9 febbraio 2014 - V Domenica del Tempo Ordinario: così risplenda la vostra luce davanti agli uomini, la luce della testimonianza
News del 08/02/2014 Torna all'elenco delle news
Il piccolo brano che la Liturgia ci presenta (Matt.5,13-16) segue immediatamente la proclamazione delle Beatitudini, e completando l'introduzione al discorso della montagna, delinea con precisione l'identità dei discepoli di Gesù. La preoccupazione di Matteo, all'inizio del suo Vangelo, è proprio quella di esprimere con chiarezza l'identità dei seguaci di Gesù in rapporto all'ebraismo, nel momento nel quale la comunità cristiana si sta immergendo nel grande mondo: essa non rinnega la sua radice ebraica, ma vedendone in Gesù il "compimento", si sente legittimata all'apertura universale. E' evidente quanto sia importante questa pagina per noi, oggi, che sentiamo l'urgenza dell'annuncio cristiano al nostro mondo globalizzato, e che, proprio per questo sentiamo la necessità di chiarire prima di tutto a noi stessi, in che cosa consista l'identità cristiana. Il Vangelo di Matteo si chiude con l'invito rivolto da Gesù ai suoi discepoli convocati "sul monte che egli aveva loro indicato": "Andate e fate discepoli tutti i popoli...Ed ecco, io sono con voi fino alla fine del mondo" (Matt.28,19). La Chiesa oggi più che mai sente l'urgenza di rispondere all'invito del suo Signore, è cosciente del fatto che la dimensione missionaria è essenziale per la propria esistenza, ma proprio per questo sente di dover rivivere l'esperienza degli inizi: solo con una chiara coscienza della propria identità può presentarsi al mondo intero come portatrice del messaggio di salvezza che realizzi il bisogno più profondo dell'uomo moderno. E del cammino di ricerca della propria identità che la Chiesa oggi è chiamata a percorrere, fa parte la presa di coscienza di quanto l'esperienza cristiana sia radicata nell'esperienza del popolo ebraico scelto da Dio per essere segno e strumento della sua alleanza con il mondo intero e di quanto la novità di Gesù e quindi la novità cristiana non si possa comprendere se non come il "compimento" della Torah di Israele: il brano di Matteo che la Liturgia ci fa leggere in questa domenica è particolarmente illuminante per la Chiesa, oggi.

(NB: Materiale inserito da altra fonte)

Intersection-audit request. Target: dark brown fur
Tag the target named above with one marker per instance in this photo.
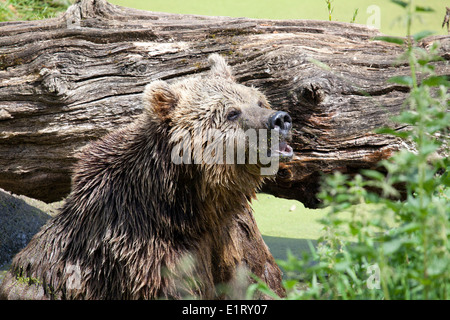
(137, 226)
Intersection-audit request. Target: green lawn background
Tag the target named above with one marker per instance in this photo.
(301, 9)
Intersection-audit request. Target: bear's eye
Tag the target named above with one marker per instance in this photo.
(233, 114)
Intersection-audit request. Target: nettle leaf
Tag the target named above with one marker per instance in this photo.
(403, 80)
(395, 40)
(435, 81)
(422, 34)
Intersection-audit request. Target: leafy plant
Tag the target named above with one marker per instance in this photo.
(387, 233)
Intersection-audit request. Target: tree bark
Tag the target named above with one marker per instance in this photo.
(69, 80)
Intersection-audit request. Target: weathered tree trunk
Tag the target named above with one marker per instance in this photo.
(69, 80)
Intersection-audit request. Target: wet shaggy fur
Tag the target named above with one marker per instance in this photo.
(138, 226)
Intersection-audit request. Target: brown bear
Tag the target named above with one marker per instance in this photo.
(140, 224)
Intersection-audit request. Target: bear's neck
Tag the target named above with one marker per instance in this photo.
(188, 196)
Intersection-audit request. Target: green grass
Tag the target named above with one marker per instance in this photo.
(343, 10)
(12, 10)
(287, 224)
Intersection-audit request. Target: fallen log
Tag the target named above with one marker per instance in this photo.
(69, 80)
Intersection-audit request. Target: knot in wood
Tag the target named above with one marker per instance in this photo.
(53, 82)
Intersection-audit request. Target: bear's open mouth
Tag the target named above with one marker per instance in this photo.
(283, 150)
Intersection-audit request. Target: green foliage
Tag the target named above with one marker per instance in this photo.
(31, 9)
(330, 9)
(387, 233)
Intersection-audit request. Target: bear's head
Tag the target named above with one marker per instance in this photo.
(214, 121)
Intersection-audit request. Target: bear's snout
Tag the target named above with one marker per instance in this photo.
(281, 121)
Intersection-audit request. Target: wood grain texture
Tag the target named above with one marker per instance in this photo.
(69, 80)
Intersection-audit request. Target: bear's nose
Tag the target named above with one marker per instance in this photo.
(281, 121)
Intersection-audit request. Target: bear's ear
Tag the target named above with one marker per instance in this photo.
(219, 66)
(160, 99)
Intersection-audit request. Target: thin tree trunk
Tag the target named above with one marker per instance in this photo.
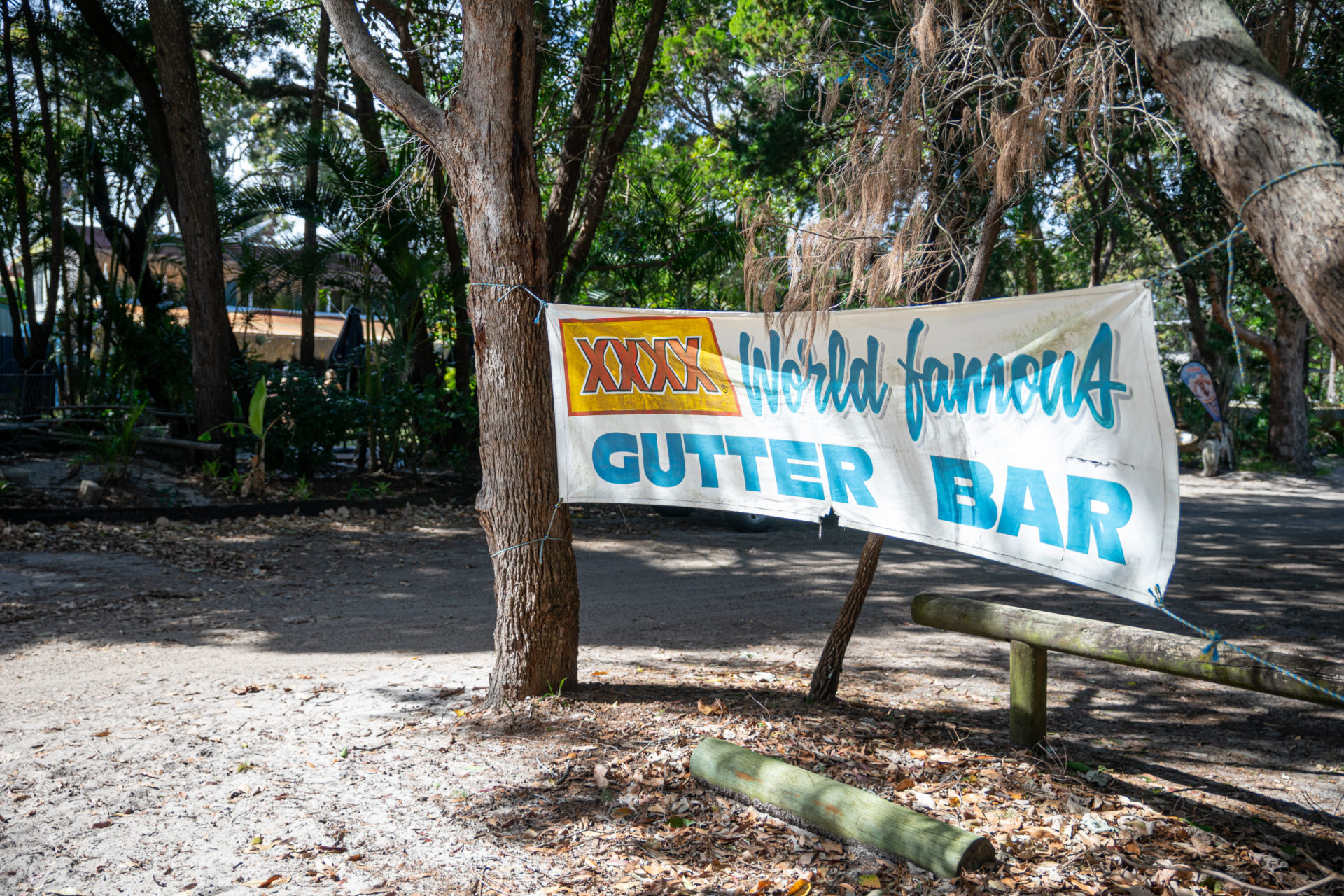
(825, 678)
(993, 222)
(18, 174)
(1288, 414)
(461, 320)
(42, 330)
(1249, 128)
(578, 130)
(486, 144)
(143, 77)
(198, 216)
(308, 302)
(600, 184)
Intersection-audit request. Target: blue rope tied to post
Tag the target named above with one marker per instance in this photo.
(1217, 638)
(542, 540)
(1238, 229)
(510, 289)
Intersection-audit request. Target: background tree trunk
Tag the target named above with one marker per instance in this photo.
(308, 321)
(1249, 128)
(1288, 413)
(825, 678)
(486, 144)
(211, 333)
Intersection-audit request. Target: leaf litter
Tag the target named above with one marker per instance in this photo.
(608, 804)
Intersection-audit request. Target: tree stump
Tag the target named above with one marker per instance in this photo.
(825, 678)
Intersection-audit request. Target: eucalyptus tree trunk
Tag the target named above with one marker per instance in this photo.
(484, 140)
(198, 216)
(308, 304)
(1249, 128)
(1288, 413)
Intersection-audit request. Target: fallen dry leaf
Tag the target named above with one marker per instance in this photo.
(269, 883)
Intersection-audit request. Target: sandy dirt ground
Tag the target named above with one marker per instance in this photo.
(296, 704)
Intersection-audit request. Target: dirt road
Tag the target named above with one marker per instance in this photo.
(206, 687)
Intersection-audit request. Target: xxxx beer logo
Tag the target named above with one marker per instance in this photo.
(645, 365)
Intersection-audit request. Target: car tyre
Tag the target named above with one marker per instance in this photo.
(749, 522)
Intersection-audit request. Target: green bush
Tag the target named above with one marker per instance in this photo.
(315, 416)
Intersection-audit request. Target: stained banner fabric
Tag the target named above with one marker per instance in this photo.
(1031, 430)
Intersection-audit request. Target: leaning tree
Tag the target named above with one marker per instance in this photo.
(484, 141)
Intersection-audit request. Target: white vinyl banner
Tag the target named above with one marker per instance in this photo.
(1032, 430)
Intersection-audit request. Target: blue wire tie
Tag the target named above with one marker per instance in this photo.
(1211, 649)
(1215, 638)
(510, 289)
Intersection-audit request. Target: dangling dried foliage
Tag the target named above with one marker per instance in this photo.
(952, 125)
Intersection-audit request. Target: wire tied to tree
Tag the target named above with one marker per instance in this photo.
(542, 540)
(1226, 244)
(1215, 638)
(510, 289)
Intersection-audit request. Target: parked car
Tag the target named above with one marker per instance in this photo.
(737, 520)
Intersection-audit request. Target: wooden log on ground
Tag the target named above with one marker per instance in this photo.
(1129, 647)
(825, 678)
(844, 812)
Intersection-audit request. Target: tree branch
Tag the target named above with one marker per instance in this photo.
(368, 61)
(601, 183)
(578, 128)
(143, 77)
(264, 89)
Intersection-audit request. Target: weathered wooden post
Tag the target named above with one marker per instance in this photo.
(1026, 695)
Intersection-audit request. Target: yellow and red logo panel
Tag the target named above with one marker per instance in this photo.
(645, 365)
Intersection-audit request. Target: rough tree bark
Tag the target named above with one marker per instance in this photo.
(1247, 128)
(825, 678)
(1289, 440)
(308, 320)
(484, 140)
(1285, 351)
(198, 216)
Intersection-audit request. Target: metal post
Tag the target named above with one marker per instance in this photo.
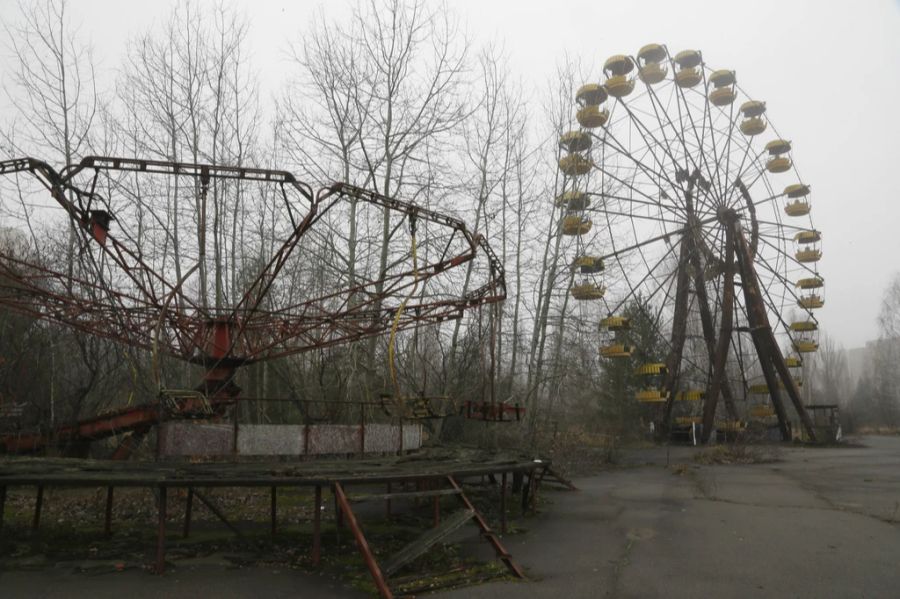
(107, 522)
(361, 543)
(188, 508)
(503, 503)
(2, 504)
(437, 506)
(38, 504)
(274, 509)
(362, 430)
(161, 532)
(725, 325)
(317, 526)
(679, 332)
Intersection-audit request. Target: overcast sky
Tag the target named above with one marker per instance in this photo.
(828, 71)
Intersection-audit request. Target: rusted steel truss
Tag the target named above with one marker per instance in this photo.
(113, 285)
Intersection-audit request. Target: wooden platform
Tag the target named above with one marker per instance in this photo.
(430, 463)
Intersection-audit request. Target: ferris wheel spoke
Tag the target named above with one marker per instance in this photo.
(649, 199)
(644, 133)
(640, 167)
(634, 288)
(657, 105)
(684, 110)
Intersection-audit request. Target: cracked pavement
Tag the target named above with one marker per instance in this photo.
(820, 522)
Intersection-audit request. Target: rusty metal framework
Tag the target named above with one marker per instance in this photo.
(684, 204)
(133, 251)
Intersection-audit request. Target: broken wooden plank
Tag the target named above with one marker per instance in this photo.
(426, 541)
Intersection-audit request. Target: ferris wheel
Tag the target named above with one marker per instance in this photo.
(685, 201)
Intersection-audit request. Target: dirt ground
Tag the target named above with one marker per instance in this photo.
(806, 522)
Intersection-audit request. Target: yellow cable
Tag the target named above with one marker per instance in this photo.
(393, 338)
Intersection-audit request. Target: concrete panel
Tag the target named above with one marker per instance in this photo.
(195, 439)
(412, 436)
(382, 438)
(270, 439)
(334, 438)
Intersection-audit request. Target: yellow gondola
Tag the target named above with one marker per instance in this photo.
(617, 68)
(811, 283)
(587, 291)
(588, 264)
(796, 190)
(808, 255)
(591, 117)
(652, 369)
(753, 123)
(804, 326)
(615, 323)
(688, 74)
(797, 208)
(575, 141)
(591, 94)
(616, 350)
(574, 165)
(576, 225)
(652, 395)
(651, 70)
(808, 236)
(762, 411)
(731, 426)
(778, 162)
(690, 395)
(573, 200)
(724, 93)
(806, 347)
(811, 302)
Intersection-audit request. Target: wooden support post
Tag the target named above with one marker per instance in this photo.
(217, 512)
(503, 503)
(487, 533)
(38, 505)
(317, 526)
(188, 509)
(161, 532)
(107, 521)
(274, 510)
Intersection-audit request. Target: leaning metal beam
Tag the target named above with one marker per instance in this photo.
(724, 341)
(679, 330)
(759, 323)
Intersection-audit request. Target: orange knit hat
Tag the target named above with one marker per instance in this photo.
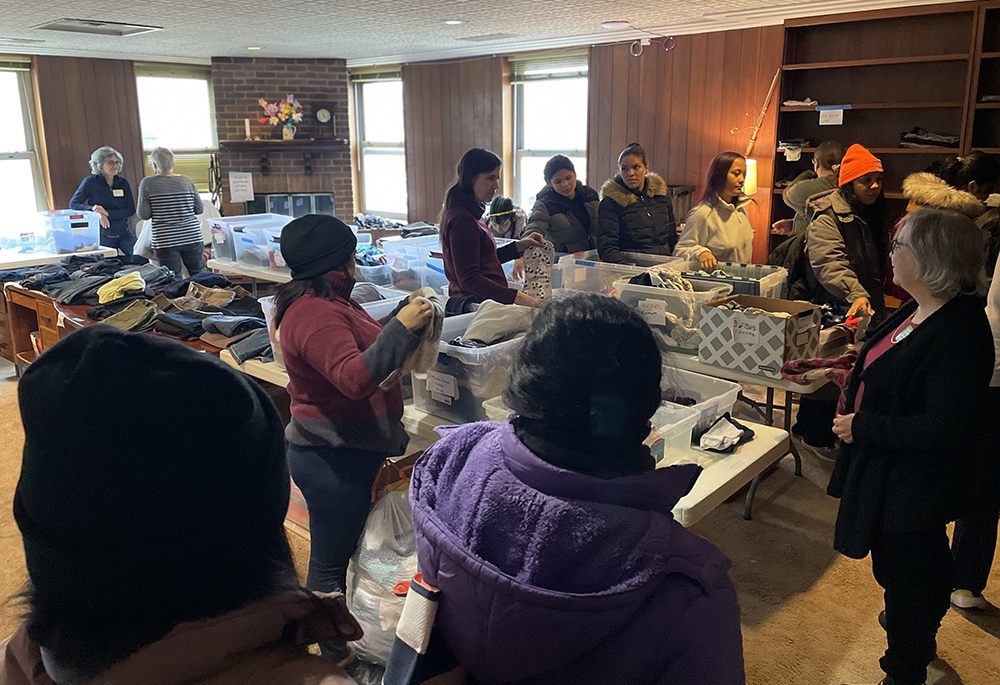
(856, 163)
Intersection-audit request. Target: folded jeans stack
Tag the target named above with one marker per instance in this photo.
(255, 346)
(138, 316)
(230, 326)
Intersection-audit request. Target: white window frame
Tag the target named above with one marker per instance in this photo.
(182, 155)
(520, 152)
(373, 147)
(30, 136)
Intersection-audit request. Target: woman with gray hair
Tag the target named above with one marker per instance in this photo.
(915, 404)
(172, 204)
(110, 195)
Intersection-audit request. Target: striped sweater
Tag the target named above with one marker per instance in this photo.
(172, 202)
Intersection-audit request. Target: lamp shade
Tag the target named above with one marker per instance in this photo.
(750, 184)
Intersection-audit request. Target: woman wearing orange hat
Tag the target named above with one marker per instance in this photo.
(846, 249)
(845, 242)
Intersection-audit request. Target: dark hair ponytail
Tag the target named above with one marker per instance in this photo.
(474, 162)
(959, 172)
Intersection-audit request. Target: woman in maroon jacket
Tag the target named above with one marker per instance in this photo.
(471, 257)
(344, 423)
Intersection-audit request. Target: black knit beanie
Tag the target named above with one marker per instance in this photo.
(315, 244)
(149, 471)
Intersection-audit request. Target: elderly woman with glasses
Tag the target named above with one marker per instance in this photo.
(110, 195)
(915, 404)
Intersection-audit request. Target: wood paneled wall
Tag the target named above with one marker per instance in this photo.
(682, 105)
(82, 105)
(449, 108)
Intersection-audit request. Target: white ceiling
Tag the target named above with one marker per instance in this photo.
(378, 33)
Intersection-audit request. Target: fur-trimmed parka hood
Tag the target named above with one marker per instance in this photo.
(616, 189)
(928, 190)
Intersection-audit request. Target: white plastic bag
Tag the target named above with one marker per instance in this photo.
(386, 555)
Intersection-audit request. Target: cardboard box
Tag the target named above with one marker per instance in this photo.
(758, 343)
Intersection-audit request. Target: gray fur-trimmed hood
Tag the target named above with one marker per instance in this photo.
(926, 189)
(613, 188)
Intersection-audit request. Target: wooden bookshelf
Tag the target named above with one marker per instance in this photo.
(880, 63)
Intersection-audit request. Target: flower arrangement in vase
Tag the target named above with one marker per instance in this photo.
(288, 113)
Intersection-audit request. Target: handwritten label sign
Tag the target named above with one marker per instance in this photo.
(831, 117)
(441, 384)
(746, 331)
(654, 312)
(240, 186)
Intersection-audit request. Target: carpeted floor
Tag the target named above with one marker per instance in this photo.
(809, 615)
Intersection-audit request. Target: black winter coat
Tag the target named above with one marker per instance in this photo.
(630, 222)
(912, 460)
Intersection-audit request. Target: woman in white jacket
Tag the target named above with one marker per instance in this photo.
(718, 229)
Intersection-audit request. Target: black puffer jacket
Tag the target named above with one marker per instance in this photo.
(635, 222)
(909, 467)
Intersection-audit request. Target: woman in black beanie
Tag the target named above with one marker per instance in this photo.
(346, 417)
(134, 539)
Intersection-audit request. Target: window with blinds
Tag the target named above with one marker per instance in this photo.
(378, 103)
(177, 111)
(20, 168)
(550, 117)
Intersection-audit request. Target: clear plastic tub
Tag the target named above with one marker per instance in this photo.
(714, 396)
(669, 441)
(455, 388)
(599, 277)
(228, 233)
(676, 314)
(749, 279)
(67, 230)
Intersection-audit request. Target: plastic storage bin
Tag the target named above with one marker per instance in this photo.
(669, 440)
(593, 276)
(749, 279)
(714, 396)
(674, 313)
(254, 239)
(67, 230)
(462, 378)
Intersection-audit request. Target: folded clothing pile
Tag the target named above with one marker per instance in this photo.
(369, 255)
(374, 222)
(921, 137)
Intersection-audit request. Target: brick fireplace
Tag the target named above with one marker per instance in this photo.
(239, 82)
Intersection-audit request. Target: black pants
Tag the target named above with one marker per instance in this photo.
(814, 422)
(915, 570)
(975, 539)
(337, 486)
(174, 258)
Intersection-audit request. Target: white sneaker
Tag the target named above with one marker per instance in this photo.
(964, 599)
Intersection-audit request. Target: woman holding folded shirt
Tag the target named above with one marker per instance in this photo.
(472, 261)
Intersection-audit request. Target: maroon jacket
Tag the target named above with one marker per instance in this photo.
(336, 355)
(471, 258)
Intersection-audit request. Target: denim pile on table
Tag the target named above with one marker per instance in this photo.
(206, 305)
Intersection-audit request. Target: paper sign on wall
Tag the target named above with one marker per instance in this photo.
(441, 384)
(654, 312)
(240, 186)
(746, 331)
(831, 117)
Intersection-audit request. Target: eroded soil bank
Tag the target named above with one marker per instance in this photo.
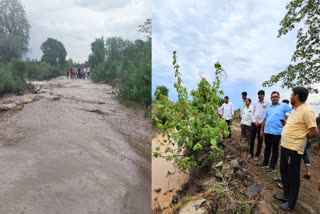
(73, 148)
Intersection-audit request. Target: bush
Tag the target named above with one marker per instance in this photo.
(193, 127)
(11, 77)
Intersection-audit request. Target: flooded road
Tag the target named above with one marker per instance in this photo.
(73, 148)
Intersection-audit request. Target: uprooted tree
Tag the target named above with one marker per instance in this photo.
(306, 57)
(193, 127)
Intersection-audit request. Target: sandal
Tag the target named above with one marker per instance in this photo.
(307, 176)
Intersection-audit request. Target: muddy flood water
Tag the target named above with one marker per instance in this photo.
(73, 148)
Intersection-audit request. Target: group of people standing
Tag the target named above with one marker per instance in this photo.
(78, 72)
(278, 124)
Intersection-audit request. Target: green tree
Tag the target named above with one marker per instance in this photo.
(163, 90)
(146, 28)
(54, 52)
(98, 53)
(193, 127)
(14, 30)
(306, 58)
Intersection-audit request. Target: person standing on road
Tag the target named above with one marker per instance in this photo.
(271, 128)
(300, 126)
(243, 128)
(227, 112)
(247, 120)
(258, 112)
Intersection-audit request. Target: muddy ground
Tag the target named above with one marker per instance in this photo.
(309, 197)
(73, 148)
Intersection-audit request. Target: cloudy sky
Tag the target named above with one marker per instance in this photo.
(241, 34)
(77, 23)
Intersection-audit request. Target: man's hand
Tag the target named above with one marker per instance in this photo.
(261, 133)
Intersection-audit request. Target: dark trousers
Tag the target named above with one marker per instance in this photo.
(245, 132)
(272, 144)
(305, 156)
(255, 131)
(229, 127)
(290, 175)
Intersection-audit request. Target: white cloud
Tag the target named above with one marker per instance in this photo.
(77, 23)
(241, 34)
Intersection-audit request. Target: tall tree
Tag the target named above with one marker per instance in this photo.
(98, 53)
(306, 58)
(54, 52)
(14, 30)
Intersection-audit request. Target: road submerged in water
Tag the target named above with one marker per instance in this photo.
(73, 148)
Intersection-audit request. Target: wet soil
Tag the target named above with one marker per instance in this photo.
(309, 196)
(73, 148)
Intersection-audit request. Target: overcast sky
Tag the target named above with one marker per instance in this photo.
(77, 23)
(241, 34)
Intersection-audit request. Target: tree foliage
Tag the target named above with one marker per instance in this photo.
(54, 52)
(98, 53)
(14, 30)
(129, 63)
(306, 58)
(193, 127)
(163, 90)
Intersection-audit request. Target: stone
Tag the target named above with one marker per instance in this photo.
(253, 191)
(194, 207)
(235, 164)
(157, 189)
(6, 107)
(205, 182)
(264, 208)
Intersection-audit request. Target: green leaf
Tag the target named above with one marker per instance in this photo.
(198, 146)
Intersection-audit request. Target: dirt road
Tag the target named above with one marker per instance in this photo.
(73, 148)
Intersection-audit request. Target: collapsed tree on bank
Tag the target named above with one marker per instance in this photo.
(193, 127)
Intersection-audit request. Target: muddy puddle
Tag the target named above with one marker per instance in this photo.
(73, 148)
(164, 186)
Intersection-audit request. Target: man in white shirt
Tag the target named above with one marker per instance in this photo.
(258, 112)
(246, 119)
(227, 113)
(243, 128)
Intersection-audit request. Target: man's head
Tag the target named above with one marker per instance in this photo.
(275, 96)
(244, 95)
(286, 101)
(261, 95)
(299, 95)
(248, 102)
(226, 99)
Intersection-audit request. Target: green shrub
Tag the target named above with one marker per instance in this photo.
(11, 78)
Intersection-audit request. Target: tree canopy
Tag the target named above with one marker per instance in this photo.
(305, 66)
(54, 52)
(98, 53)
(14, 30)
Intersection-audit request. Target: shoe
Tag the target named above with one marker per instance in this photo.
(285, 207)
(270, 170)
(307, 176)
(280, 197)
(279, 185)
(262, 166)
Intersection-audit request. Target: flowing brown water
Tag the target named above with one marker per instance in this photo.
(74, 149)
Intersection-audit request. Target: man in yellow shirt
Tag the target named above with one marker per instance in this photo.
(301, 124)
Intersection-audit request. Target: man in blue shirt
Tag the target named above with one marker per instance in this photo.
(272, 128)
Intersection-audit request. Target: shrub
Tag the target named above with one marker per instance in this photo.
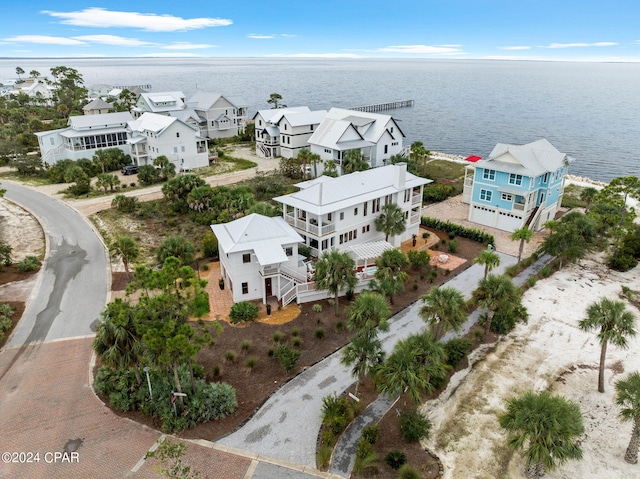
(414, 426)
(245, 345)
(230, 356)
(250, 363)
(243, 311)
(456, 349)
(370, 433)
(287, 356)
(395, 459)
(29, 263)
(408, 472)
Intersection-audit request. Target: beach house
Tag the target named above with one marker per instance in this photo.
(259, 258)
(220, 116)
(516, 186)
(341, 212)
(84, 136)
(378, 137)
(154, 135)
(285, 131)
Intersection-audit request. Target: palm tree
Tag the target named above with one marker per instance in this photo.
(411, 366)
(117, 341)
(367, 312)
(390, 275)
(523, 234)
(615, 324)
(489, 259)
(335, 271)
(588, 195)
(545, 427)
(444, 310)
(628, 400)
(391, 220)
(494, 293)
(126, 248)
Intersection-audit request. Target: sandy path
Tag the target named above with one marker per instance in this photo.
(534, 356)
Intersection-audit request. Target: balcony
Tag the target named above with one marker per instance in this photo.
(311, 226)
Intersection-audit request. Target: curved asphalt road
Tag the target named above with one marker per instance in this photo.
(72, 288)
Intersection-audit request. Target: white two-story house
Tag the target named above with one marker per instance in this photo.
(159, 102)
(221, 116)
(285, 131)
(84, 136)
(259, 258)
(516, 186)
(154, 135)
(376, 136)
(341, 212)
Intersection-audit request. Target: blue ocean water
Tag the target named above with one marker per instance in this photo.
(590, 111)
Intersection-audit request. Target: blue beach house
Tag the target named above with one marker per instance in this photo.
(516, 186)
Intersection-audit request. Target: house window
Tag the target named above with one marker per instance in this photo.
(485, 195)
(489, 175)
(515, 179)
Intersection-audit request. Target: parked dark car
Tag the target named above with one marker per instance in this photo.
(130, 169)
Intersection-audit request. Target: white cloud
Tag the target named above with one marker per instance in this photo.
(515, 48)
(187, 46)
(114, 40)
(581, 45)
(44, 39)
(151, 22)
(429, 49)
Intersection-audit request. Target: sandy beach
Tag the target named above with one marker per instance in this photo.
(548, 353)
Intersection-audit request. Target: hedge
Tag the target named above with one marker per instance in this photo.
(457, 230)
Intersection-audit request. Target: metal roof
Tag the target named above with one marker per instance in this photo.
(263, 235)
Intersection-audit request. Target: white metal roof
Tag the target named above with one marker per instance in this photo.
(532, 159)
(371, 250)
(327, 196)
(263, 235)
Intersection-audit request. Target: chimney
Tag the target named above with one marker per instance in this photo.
(400, 175)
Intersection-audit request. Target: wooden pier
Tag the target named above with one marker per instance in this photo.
(384, 106)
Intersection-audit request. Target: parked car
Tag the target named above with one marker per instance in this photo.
(130, 169)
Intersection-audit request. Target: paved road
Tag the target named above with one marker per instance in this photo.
(73, 283)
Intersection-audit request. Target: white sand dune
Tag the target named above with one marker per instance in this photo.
(549, 352)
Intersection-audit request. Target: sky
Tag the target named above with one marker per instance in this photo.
(562, 30)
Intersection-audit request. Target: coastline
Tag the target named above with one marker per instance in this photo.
(572, 179)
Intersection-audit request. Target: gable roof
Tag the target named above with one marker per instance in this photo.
(322, 195)
(263, 235)
(204, 100)
(370, 126)
(532, 159)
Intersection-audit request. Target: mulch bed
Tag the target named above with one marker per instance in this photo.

Il discorso della montagna è rivolto a coloro che "avendo lasciato tutto, hanno seguito Gesù", hanno trovato nell'incontro con lui, nella relazione con lui, il senso pieno della loro esistenza. "Seguire Gesù" richiede un atto di decisione libera che genera una vita nuova nella quale la relazione con lui si rinnova continuamente producendo frutti coerenti, opere e atti concreti. Gesù è il Figlio che vive totalmente della vita che il Padre gli dona: solo la sua esperienza filiale gli dà il senso pieno della sua esistenza. Egli può essere il povero, può piangere, essere mite, misericordioso, perché sperimenta la consolazione del Padre: chi lascia tutto, per seguire lui, non segue semplicemente un maestro di morale, ma entra con lui nell'esperienza dell'amore del Padre. Chi lo segue e gusta con lui l'esperienza di Figlio, può percepire la verità nuova della vita beata di cui egli apre gli orizzonti. E cominciamo a comprendere in che cosa consista l'identità cristiana: non si tratta di essere più impegnati degli altri per una vita morale più alta, si tratta di una esperienza di relazione con Colui che dà un senso nuovo alla vita e rende capace di viverla. Senza questa esperienza, l'uomo rimane nella sua deludente velleitaria fragilità che genera radicale infelicità sotto gli aspetti più diversi: a chi ha il coraggio di lasciare tutto e di seguirlo, Gesù offre la possibilità di gustare ciò che senza di lui, solo con le proprie forze rischia di cercare invano.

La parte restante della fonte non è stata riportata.